I discovered to my astonishment that the man who considers himself its greatest interpreter [the conductor Yevgeny Mravinsky] does not understand my music.  He says that I wanted to write exultant finales for my Fifth and Seventh Symphonies but I couldn’t manage it.  It never occurred to this man that I never thought about any exultant finales, for what exultation could there be?  I think that it is clear to everyone what happens in the Fifth.  The rejoicing is forced, created under threat, as in Boris Godunov.  It’s as if someone were beating you with a stick and saying, “Your business is rejoicing, your business is rejoicing,” and you rise, shaky, and go marching off, muttering, “Our business is rejoicing, our business is rejoicing.”

What kind of apotheosis is that?  You have to be a complete oaf not to hear that.[2]

Precisely.

Shostakovich’s relationship with the authorities—Stalin in particular—was always precarious.  His Fourth Symphony, my favorite, was pulled from rehearsal shortly before its premiere in 1936 after Stalin was offended by the composer’s opera Lady Macbeth of Mzensk . An editorial entitled “Muddle Instead of Music” appeared in the papers, condemning such modernist garbage.  The opera company closed the production and Shostakovich pulled his new symphony, which did not have its premiere until 1962.  His Fifth Symphony is subtitled “A Soviet Artist’s Reply to Just Criticism.” He kept his bags packed by the front door in case the secret police showed up to disappear him into the gulag; it had happened to others.

So with my first listening to Shostakovich’s new symphony, I heard him saying things that were pretty clear.  The William Tell quote?  The famous rhythm, of two sixteenths and an eighth, is also Shostakovich’s signature rhythm.  He relies on it constantly.  The triteness of the quote?  Shostakovich’s assessment of his own output: “This is what I have produced because of the regime under which I have struggled. Screw you guys.”  (The opening theme of the first movement is the same rhythm and indeed the same intervals as the Rossini.)
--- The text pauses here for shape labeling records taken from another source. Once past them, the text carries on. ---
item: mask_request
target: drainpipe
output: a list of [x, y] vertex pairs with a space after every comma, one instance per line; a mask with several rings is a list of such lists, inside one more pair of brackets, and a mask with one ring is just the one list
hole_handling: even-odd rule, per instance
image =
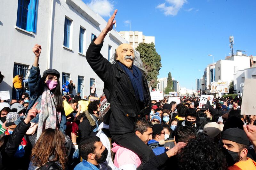
[[48, 55], [47, 58], [47, 69], [50, 68], [51, 64], [51, 52], [52, 51], [52, 17], [53, 16], [53, 4], [54, 0], [51, 0], [51, 14], [49, 24], [49, 37], [48, 42]]

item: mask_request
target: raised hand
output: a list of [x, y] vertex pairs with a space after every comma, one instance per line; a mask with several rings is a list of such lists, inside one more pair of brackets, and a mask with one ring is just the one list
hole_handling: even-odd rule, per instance
[[108, 19], [108, 23], [105, 28], [103, 30], [102, 32], [105, 34], [106, 34], [108, 32], [112, 30], [113, 29], [113, 26], [116, 24], [116, 20], [114, 20], [115, 17], [116, 17], [116, 14], [117, 12], [117, 10], [116, 10], [114, 11], [114, 13], [112, 16]]
[[34, 53], [36, 57], [39, 57], [41, 53], [42, 49], [41, 46], [36, 44], [32, 48], [32, 51]]
[[25, 122], [26, 124], [28, 124], [31, 120], [36, 117], [36, 116], [38, 113], [40, 112], [40, 110], [37, 110], [36, 108], [36, 107], [37, 104], [38, 104], [38, 102], [36, 102], [34, 104], [32, 108], [28, 111], [28, 116], [24, 120], [24, 122]]
[[176, 155], [181, 148], [185, 147], [186, 145], [187, 144], [184, 142], [178, 142], [174, 147], [166, 152], [168, 157], [170, 158]]

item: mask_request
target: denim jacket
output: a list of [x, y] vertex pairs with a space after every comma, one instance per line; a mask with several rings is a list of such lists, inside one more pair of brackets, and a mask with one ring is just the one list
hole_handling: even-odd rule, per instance
[[[38, 110], [40, 109], [42, 95], [44, 91], [44, 85], [40, 74], [39, 67], [36, 67], [32, 65], [31, 68], [29, 69], [29, 72], [30, 74], [28, 76], [28, 82], [30, 90], [30, 99], [26, 111], [25, 117], [28, 115], [28, 111], [32, 108], [37, 101], [38, 102], [38, 104], [37, 105], [36, 108]], [[36, 117], [32, 119], [30, 122], [37, 123], [39, 119], [39, 114], [37, 114]], [[15, 123], [17, 124], [18, 124], [19, 122], [20, 122], [20, 118], [15, 122]], [[59, 130], [64, 134], [67, 128], [66, 124], [67, 119], [65, 113], [64, 111], [61, 112], [61, 119], [60, 124]]]

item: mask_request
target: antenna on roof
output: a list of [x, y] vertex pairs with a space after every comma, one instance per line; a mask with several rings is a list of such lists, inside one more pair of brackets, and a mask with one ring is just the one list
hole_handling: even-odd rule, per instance
[[230, 53], [230, 56], [233, 56], [234, 55], [234, 50], [233, 49], [233, 45], [234, 43], [234, 36], [229, 36], [229, 46], [230, 50], [231, 51]]

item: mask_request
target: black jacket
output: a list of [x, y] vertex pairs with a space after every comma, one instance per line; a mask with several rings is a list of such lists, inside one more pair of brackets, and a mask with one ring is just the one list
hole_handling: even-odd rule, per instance
[[69, 93], [70, 94], [72, 94], [73, 92], [73, 89], [76, 89], [76, 86], [73, 85], [73, 83], [72, 84], [69, 83], [68, 85], [68, 89], [69, 90]]
[[23, 157], [15, 158], [14, 156], [22, 138], [31, 125], [30, 123], [27, 124], [24, 122], [24, 119], [21, 119], [21, 121], [10, 135], [7, 143], [4, 143], [5, 146], [1, 151], [0, 169], [28, 169], [30, 154], [29, 152], [26, 152], [26, 148], [28, 147], [27, 146], [28, 144], [24, 148], [25, 154]]
[[103, 91], [111, 108], [109, 131], [111, 135], [131, 132], [134, 122], [138, 118], [144, 117], [145, 114], [149, 113], [151, 110], [151, 99], [147, 80], [144, 72], [141, 70], [145, 102], [140, 103], [135, 97], [133, 87], [125, 72], [119, 64], [110, 63], [100, 54], [103, 45], [103, 42], [96, 45], [92, 41], [86, 52], [86, 59], [92, 69], [104, 82]]

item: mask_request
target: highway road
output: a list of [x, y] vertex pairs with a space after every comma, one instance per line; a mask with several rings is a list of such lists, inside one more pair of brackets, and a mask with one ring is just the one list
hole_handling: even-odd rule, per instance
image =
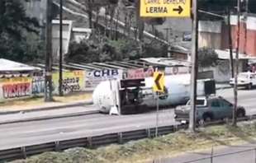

The other movements are shot through with references to his past compositions, culminating with that Wagner “fate” motif in the last movement.  There the massive passacaglia harks back to his Seventh Symphony (almost an inverted version of it, in fact), and the whole thing ends as the structure evaporates into fragmentary quotes of the symphony’s main themes, the percussion toys ratcheting out a clockwork reminder of his Fourth, his grandest failed experiment, the path not taken because he was forced from it.

Dmitri Shostakovich was a deeply unhappy, depressed, and grim man—and who can blame him?  He survived when others didn’t, and he kept his artistic integrity even while knuckling under to the despotic regimes of the USSR.  As his life came to a close—he had cancer as well as heart problems—he limned his misery in his final large work.

I raise my glass to him.

—————

[1] It is a tribute to Howard Shore’s genius that his score for the movies surpassed that linkage in my mind. As if Howard Shore’s genius needs a tribute from me.

[2] Shostakovich, D. D., & Volkov, S. (1979). Testimony: The memoirs of Dmitri Shostakovich. New York: Harper & Row.